Zorena Jantze
THE Fishrot accused trial-awaiting inmates today suffered a blow after High Court Judge Boas Usiku struck their urgent application from the roll due to a lack of urgency.
In the application, the accused challenged their relocation from the C-Section of the Windhoek Correctional Facility (WCF) to the Echo Unit, where all trial-awaiting inmates are kept. James Hatuikulipi, Mike Nghipunya, Otneel Shuudifonya, Pius Mwatelulo, and Ricardo Gustavo were relocated from the C-Section to the Echo Unit on 1 May 2024.
In his judgment, Judge Usiku said that the court held that the complaints raised by the applicants about the decision to relocate them are concerns of every trial-awaiting inmate who has been relocated from a single cell to a communal cell, and the same does not per se render the matter urgent. Further to this, Usiku said that the application to have the matter heard as one of urgency is refused, and the matter is struck from the roll for lack of urgency.
On 6 May 2024, the applicants filed the present urgent application seeking relief.

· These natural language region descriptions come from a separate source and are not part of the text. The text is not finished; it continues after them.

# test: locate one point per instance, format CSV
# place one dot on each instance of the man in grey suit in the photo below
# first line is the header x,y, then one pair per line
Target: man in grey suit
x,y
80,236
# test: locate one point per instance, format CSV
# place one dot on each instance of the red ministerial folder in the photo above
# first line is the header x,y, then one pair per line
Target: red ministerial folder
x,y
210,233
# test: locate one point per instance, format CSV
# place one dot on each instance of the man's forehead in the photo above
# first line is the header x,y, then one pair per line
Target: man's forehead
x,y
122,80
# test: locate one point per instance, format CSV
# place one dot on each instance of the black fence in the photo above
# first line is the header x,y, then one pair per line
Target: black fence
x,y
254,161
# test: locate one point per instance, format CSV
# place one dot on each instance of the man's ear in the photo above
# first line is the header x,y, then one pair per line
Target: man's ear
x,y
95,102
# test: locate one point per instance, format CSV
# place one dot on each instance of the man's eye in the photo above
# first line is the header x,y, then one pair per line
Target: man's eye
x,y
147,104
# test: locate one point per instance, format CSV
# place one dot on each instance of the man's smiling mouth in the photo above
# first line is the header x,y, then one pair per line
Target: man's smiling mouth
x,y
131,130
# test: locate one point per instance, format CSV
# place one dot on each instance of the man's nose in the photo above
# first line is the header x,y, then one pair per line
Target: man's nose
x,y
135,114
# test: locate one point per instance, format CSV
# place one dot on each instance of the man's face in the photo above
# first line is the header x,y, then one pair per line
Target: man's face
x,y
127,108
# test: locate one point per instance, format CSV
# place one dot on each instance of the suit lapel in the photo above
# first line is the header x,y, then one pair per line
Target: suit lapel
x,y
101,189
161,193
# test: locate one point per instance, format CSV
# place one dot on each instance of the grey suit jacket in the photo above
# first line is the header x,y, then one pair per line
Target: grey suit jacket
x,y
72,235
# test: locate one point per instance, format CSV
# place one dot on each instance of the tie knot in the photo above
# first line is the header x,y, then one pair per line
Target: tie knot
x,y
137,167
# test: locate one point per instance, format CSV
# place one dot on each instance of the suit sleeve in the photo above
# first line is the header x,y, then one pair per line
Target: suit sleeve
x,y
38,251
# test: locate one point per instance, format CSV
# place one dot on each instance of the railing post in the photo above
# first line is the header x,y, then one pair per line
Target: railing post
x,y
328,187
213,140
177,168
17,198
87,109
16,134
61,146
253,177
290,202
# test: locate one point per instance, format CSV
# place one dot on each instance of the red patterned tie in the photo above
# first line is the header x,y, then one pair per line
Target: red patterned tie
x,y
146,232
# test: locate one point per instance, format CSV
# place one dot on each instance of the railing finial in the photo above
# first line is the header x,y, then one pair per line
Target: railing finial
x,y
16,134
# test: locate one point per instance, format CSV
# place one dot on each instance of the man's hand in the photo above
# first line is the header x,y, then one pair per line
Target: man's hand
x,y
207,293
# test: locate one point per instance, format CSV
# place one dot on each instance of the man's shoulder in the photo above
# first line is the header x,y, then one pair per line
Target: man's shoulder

The applicants aver that, once the decision to relocate them is carried out, the damage would be done, and the implementation of the decision will reverberate into the defenses they are trying to assemble under difficult circumstances in their criminal case.
In opposition, the respondents, which include the Minister of Safety and Security as well as top-ranking officers of the Namibia Correctional Services (NCS), through their legal counsel, argued that the matter is not urgent and, in the alternative, the urgency is self-created, in that the applicants did not bring the application immediately upon becoming aware of the trigger event; and that the relief sought by the applicants, interdicting the NCS from relocating them, had become moot and academic because they have already been relocated.
The respondents further explained that the applicants were placed in single cells after a request by the investigating authorities to isolate them for the duration of the investigation and that the intention of the NCS was not for them to be kept there indefinitely.
“In the founding affidavit deposed to on behalf of the applicants, it is said that the decision to relocate the applicants was only conveyed to them late on Friday, 18 April 2024, that they will be relocated on 23 or 24 April 2024. I take it that, in summary, those are the circumstances that the applicants aver render the matter urgent. However, that is not the end of the matter. The applicants are also required to state the reasons why they allege that they cannot be afforded substantial redress at a hearing in due course. The issue regarding the absence of substantial redress is of cardinal importance in an urgent application. Absence of such redress is met when an applicant shows that, if the matter were to follow its normal course as laid down by the rules, the applicant will not be afforded substantial redress. Whether an applicant will or will not be able to obtain substantial redress in an application in due course will be determined on the facts of each case,” Usiku said in his judgment.
Touching on arguments brought forth that the prison cell move would negatively affect the applicants’ preparations for their criminal trial, Usiku said that the applicants do not explain the nature of the damage that will be caused to them as a result of the relocation.
“In my view, the averments that the decision to relocate will cause damage or that relocation will hamper the trial preparation effort of the applicants do not, on their own, render a matter urgent. There may be circumstances where the same, coupled with other considerations, would render a matter urgent. However, such circumstances have not been shown to apply to the present matter. In conclusion, on the facts of the present matter, I am not persuaded that the applicants have satisfied the requirement of showing the absence of substantial redress at a hearing in due course. In the present matter, the complaints raised by the applicants about the decision to relocate them are concerns of every trial-awaiting inmate who has been relocated from a single cell to a communal cell, including those who challenge the relocation on the ground that the same is illegal,” Usiku said.